Phoenix Ends Pension Spiking

Most state constitutions contain a little-used provision known as the “gift clause,” which prohibit certain public expenditures to private entities. Unfortunately, only the Goldwater Institute, located in Arizona, is effectively using the gift clause.

In 2010, the Arizona Supreme Court had clarified the parameters of the state’s gift clause. To determine whether public funds aiding private interests violate the gift clause, courts in the state use a two-part analysis: 1) expenditures of public funds must promote a public purpose; and 2) the public entity must receive proportionate, quantifiable, and direct benefit for the aid given.

For example, one such government expenditure that has been ruled to violate the “gift clause” is union release time, which allows public employees to conduct union business without suffering loss of pay.

Recently in Arizona, the Goldwater Institute successfully challenged union release time as a violation of the state’s gift cause. The Maricopa County Superior Court ruled that Phoenix police on union release time was illegal under the state’s gift clause, which declares that no state or local government agency “shall make any donation or grant, by subsidy or otherwise, to any individual, association or corporation.”

At the gift clause’s core, it prohibits public expenditures that do not serve a public purpose. As the Maricopa County court ruling made clear, union release time fails to “serve a public purpose” and “diverts officers from performing police work.”

Now the Goldwater Institute has used the gift clause to spur pension reform. In Phoenix, pension spiking has caused pension costs to explode, “jumping from just $7.2 million in 2003 to nearly $130 million in 2014.”

In 2013, the Goldwater Institute challenged the wasteful practice by filing a lawsuit against pension spiking provisions in police and firefighter contracts, where “benefits such as sick leave, vacation time, vehicle allowances, bonuses and other benefits are cashed in to inflate a salary for retirement calculation.”

As Goldwater’s Nick Dranias and Byron Schlomach noted in a paper, the gift clause “should bar pension funds from giving public employees grossly disproportionate compensation for their work.
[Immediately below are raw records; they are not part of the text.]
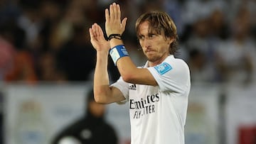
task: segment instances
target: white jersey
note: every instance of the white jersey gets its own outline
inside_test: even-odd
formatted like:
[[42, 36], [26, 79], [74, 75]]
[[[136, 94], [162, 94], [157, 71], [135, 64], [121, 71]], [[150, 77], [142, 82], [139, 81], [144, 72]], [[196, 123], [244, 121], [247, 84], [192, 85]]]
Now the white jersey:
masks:
[[183, 144], [189, 68], [180, 59], [169, 56], [162, 63], [146, 67], [158, 86], [127, 83], [122, 77], [112, 84], [129, 101], [131, 144]]

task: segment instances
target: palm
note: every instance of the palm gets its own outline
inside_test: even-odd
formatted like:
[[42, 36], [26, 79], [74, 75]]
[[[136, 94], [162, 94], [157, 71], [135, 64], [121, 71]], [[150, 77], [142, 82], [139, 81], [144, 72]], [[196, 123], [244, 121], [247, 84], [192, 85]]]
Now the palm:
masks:
[[102, 29], [95, 23], [90, 28], [90, 41], [96, 50], [109, 50], [110, 45], [104, 38]]

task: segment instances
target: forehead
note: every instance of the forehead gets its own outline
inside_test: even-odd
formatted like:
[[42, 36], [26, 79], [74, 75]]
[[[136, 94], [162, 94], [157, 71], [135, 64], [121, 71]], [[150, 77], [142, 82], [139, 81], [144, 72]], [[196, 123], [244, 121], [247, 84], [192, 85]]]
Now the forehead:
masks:
[[144, 21], [144, 22], [142, 23], [139, 26], [139, 33], [142, 34], [142, 33], [148, 32], [149, 27], [149, 23], [148, 21]]

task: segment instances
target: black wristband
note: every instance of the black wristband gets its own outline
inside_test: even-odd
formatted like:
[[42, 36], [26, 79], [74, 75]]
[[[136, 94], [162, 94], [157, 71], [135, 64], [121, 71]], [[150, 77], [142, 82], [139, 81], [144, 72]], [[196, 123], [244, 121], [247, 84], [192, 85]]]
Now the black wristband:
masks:
[[119, 39], [119, 40], [121, 40], [122, 39], [122, 36], [120, 34], [111, 34], [110, 35], [110, 36], [107, 38], [107, 40], [110, 40], [112, 38], [117, 38], [117, 39]]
Specifically, to counteract the practice of “spiking,” pension benefits for any employee should be capped at an amount that is not grossly disproportionate to that employee’s pension contributions.”

Fortunately, the threat of Goldwater’s lawsuit led to pension reform. As reported by the Arizona Republic:

Phoenix’s new contracts with its employee unions will end the controversial practice of pension spiking for police officers and firefighters and cap it for other city workers, saving taxpayers an estimated $233 million over 25 years, according to a city report.

Pension spiking is generally seen as the artificial inflation of a city employee’s income toward the end of a career to boost retirement benefits. The practice has been widespread at City Hall and became a hotbed of controversy last year, particularly after former City Manager David Cavazos cashed in sick and vacation leave and other perks to boost his annual retirement check by about $88,000, to $234,536.

The recent changes go far enough, however, that the Phoenix-based Goldwater Institute, a conservative watchdog group, is considering dropping its lawsuit challenging the practice for police and fire personnel in the state Public Safety Personnel Retirement System.

As I’ve said before, the gift clause is still on the books in 47 states, now its time other states put it to use.